Trump’s populist attacks on government institutions hit liberals on two levels. The nakedness of his desire to score victories on everything from Obamacare to abortion rights makes some liberals eager to respond in kind, to match their identity politics against his, their scorched-earth tactics against his. Those who’ve been agitating for a fight may even welcome Trump’s willingness to turn every agency from the Federal Reserve to the Supreme Court to the Justice Department to the CIA into a playing field for partisan politics.

But it’s on the second level—the assault on the integrity of American institutions, the breaking of boundaries that have been honored for decades—that Trump threatens to have his most lasting impact. Liberals, who have spent decades questioning some of those same agencies and trying to scrub them of bias, should understand that Trump’s critique is different from theirs. They’re trying to purify the institutions; he’s trying to discredit them, creating a void he can fill with his own judgments.
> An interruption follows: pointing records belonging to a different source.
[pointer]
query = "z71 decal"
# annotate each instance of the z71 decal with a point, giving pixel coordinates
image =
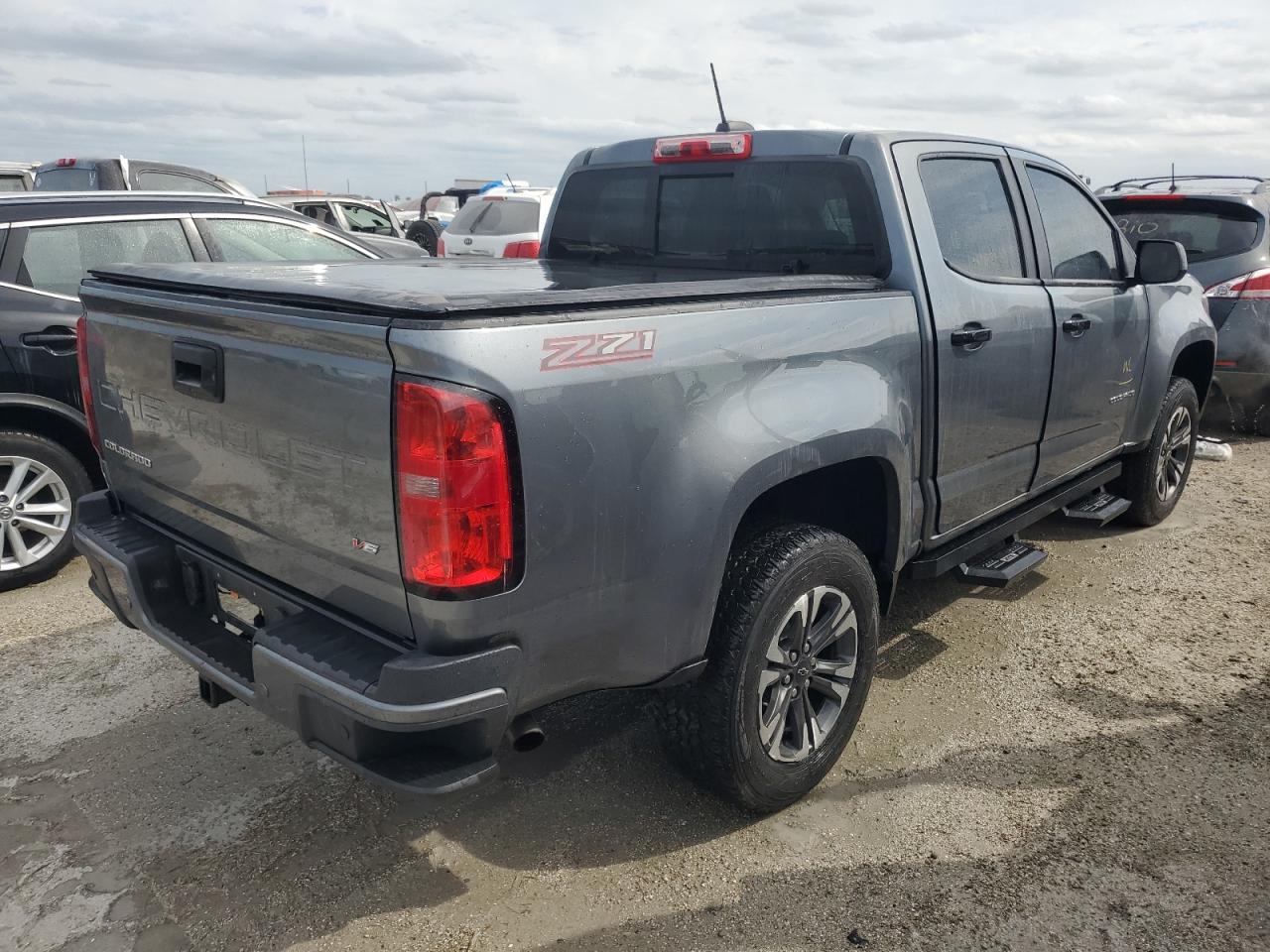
(588, 349)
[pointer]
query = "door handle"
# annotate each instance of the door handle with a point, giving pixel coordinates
(198, 371)
(971, 335)
(55, 340)
(1076, 325)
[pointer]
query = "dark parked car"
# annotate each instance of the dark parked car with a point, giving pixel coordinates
(123, 175)
(1220, 221)
(756, 380)
(48, 244)
(371, 220)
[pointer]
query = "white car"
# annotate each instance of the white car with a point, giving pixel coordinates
(502, 222)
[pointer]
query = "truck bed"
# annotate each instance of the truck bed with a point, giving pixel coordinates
(434, 289)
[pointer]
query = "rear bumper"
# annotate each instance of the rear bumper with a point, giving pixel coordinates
(422, 724)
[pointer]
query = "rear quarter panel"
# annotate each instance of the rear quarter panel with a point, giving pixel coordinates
(636, 472)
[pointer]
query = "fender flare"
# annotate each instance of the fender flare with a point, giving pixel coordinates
(33, 402)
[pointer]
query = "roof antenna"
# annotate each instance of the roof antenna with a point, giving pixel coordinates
(724, 125)
(722, 119)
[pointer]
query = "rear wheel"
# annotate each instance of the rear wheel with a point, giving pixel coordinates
(1155, 477)
(40, 483)
(790, 662)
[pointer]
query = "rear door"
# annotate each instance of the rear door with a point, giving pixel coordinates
(992, 324)
(485, 226)
(1101, 320)
(46, 263)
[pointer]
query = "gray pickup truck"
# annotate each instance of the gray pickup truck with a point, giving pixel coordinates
(754, 381)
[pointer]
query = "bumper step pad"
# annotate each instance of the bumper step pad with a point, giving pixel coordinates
(1002, 563)
(1097, 508)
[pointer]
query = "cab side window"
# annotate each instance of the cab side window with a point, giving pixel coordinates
(1082, 245)
(973, 216)
(58, 257)
(173, 181)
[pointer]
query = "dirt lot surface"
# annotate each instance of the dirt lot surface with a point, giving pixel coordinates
(1080, 765)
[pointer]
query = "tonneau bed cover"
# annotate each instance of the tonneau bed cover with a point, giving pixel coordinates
(434, 289)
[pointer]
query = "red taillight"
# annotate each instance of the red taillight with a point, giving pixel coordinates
(453, 488)
(521, 249)
(1254, 285)
(703, 149)
(85, 381)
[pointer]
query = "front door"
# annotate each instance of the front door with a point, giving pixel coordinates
(1100, 321)
(991, 321)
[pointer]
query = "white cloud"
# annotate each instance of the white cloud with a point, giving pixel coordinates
(390, 98)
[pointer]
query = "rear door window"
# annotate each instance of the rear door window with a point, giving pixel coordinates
(257, 240)
(1206, 229)
(974, 220)
(1082, 245)
(68, 179)
(366, 220)
(58, 257)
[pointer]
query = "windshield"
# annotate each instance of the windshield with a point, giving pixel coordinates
(1206, 229)
(70, 179)
(497, 216)
(758, 216)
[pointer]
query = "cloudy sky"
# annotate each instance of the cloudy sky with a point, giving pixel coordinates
(390, 94)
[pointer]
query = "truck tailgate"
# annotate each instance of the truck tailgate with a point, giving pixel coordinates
(259, 431)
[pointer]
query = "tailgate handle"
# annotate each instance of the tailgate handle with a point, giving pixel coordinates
(198, 371)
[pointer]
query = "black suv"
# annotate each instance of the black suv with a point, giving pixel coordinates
(1220, 221)
(48, 243)
(122, 175)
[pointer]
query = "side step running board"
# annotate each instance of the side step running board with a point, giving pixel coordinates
(1098, 508)
(1002, 563)
(966, 547)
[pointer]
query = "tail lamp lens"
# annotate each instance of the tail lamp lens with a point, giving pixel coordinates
(453, 488)
(85, 381)
(521, 249)
(1254, 285)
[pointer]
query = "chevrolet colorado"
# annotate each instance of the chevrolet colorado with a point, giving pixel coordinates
(756, 379)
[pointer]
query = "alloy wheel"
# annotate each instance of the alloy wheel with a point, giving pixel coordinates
(1174, 453)
(810, 666)
(35, 512)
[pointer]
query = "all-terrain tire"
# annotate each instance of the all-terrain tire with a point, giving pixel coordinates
(73, 481)
(711, 725)
(1151, 492)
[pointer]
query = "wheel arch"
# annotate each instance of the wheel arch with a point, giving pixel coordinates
(848, 484)
(1196, 363)
(58, 421)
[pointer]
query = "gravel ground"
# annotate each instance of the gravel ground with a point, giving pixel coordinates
(1078, 765)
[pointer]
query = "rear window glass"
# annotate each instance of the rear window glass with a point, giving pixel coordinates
(754, 216)
(71, 179)
(1206, 230)
(59, 255)
(507, 216)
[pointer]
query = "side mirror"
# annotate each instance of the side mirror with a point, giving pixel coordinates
(1160, 262)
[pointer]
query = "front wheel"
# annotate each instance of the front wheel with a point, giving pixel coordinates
(1155, 477)
(40, 481)
(792, 656)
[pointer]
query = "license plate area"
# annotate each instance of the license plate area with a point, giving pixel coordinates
(230, 601)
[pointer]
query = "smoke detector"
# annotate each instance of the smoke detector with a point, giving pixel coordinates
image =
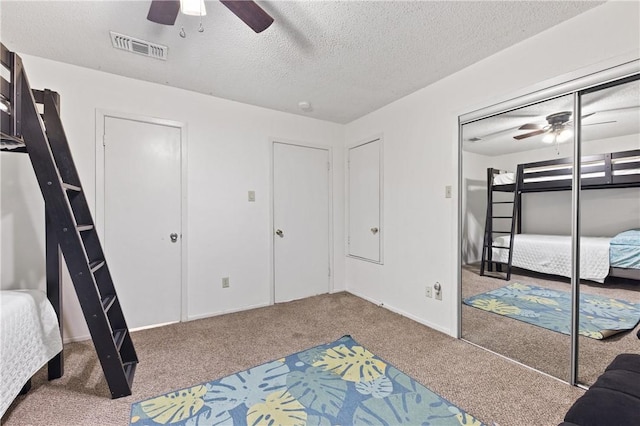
(141, 47)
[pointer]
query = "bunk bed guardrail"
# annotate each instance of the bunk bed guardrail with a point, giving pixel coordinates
(601, 171)
(30, 122)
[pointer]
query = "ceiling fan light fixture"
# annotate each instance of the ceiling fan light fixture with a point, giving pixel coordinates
(193, 7)
(549, 138)
(564, 135)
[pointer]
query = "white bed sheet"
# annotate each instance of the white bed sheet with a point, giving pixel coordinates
(551, 254)
(29, 338)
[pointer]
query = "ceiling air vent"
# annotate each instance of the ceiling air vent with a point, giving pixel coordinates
(135, 45)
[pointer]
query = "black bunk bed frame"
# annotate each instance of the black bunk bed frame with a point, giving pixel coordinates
(70, 230)
(608, 167)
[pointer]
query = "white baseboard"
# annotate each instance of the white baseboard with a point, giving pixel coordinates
(230, 311)
(403, 313)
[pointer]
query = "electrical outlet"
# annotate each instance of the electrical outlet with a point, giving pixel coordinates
(438, 290)
(427, 291)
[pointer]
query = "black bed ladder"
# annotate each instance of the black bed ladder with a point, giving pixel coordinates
(511, 222)
(68, 212)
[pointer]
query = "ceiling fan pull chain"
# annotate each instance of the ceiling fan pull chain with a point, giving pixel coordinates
(201, 28)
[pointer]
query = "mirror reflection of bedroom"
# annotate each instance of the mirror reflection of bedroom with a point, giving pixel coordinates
(519, 209)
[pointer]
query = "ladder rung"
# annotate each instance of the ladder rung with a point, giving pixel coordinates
(96, 264)
(129, 371)
(107, 301)
(118, 337)
(496, 262)
(496, 275)
(70, 187)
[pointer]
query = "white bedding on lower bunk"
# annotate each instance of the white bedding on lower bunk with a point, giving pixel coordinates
(29, 338)
(551, 254)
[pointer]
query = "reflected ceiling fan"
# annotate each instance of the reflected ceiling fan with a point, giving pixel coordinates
(166, 11)
(558, 128)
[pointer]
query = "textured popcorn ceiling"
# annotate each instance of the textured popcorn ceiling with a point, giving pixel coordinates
(345, 58)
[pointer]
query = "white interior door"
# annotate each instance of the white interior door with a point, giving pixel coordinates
(142, 218)
(301, 221)
(365, 225)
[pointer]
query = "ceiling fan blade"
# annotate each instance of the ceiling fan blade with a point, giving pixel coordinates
(602, 122)
(164, 12)
(530, 126)
(250, 13)
(530, 134)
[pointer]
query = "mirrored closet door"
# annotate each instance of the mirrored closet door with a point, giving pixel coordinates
(530, 224)
(518, 302)
(610, 226)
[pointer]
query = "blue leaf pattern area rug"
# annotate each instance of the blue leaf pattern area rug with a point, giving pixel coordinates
(340, 383)
(599, 316)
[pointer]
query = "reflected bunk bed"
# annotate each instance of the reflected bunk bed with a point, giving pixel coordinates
(505, 246)
(30, 124)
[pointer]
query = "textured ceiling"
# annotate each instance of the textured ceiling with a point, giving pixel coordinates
(346, 58)
(608, 113)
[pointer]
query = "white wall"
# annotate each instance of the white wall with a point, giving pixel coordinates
(421, 154)
(229, 153)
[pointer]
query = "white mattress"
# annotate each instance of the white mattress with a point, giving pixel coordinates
(29, 338)
(551, 254)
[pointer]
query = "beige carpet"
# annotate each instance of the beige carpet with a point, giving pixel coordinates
(487, 386)
(538, 347)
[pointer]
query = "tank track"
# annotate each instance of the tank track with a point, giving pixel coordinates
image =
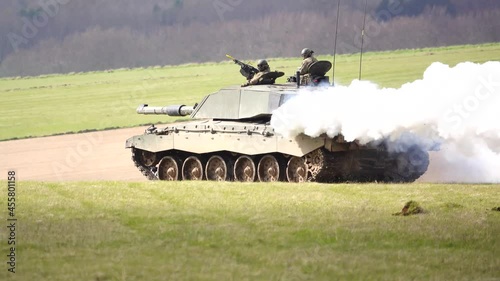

The vision and courage of Ruth Bader Ginsburg played a significant role in breaking down legal double standards involving gender, but there were larger forces at work. Her assault on the system succeeded because the system contained mechanisms for change that Americans broadly respected. Those judges with their furrowed brows did their jobs. They weren’t tied down by fixed ideologies, or loyalties to cheering fans on either side. They weren’t following election returns. They merely tried “to do equal right to those appearing before them,” in Roberts’ unartful but satisfyingly apt phrase.

In its determination to celebrate its dauntless heroine over a crusty system, “On the Basis of Sex” cheats the facts: Social progress depends not only on passionate advocates, but also on open-minded judges. The best aren’t necessarily the ones who are most predictable, or most politically galvanizing to their bedazzled followers. They’re the ones who would give a little-known litigator in her late 30s a fair hearing, and were willing to change history because of what she told them.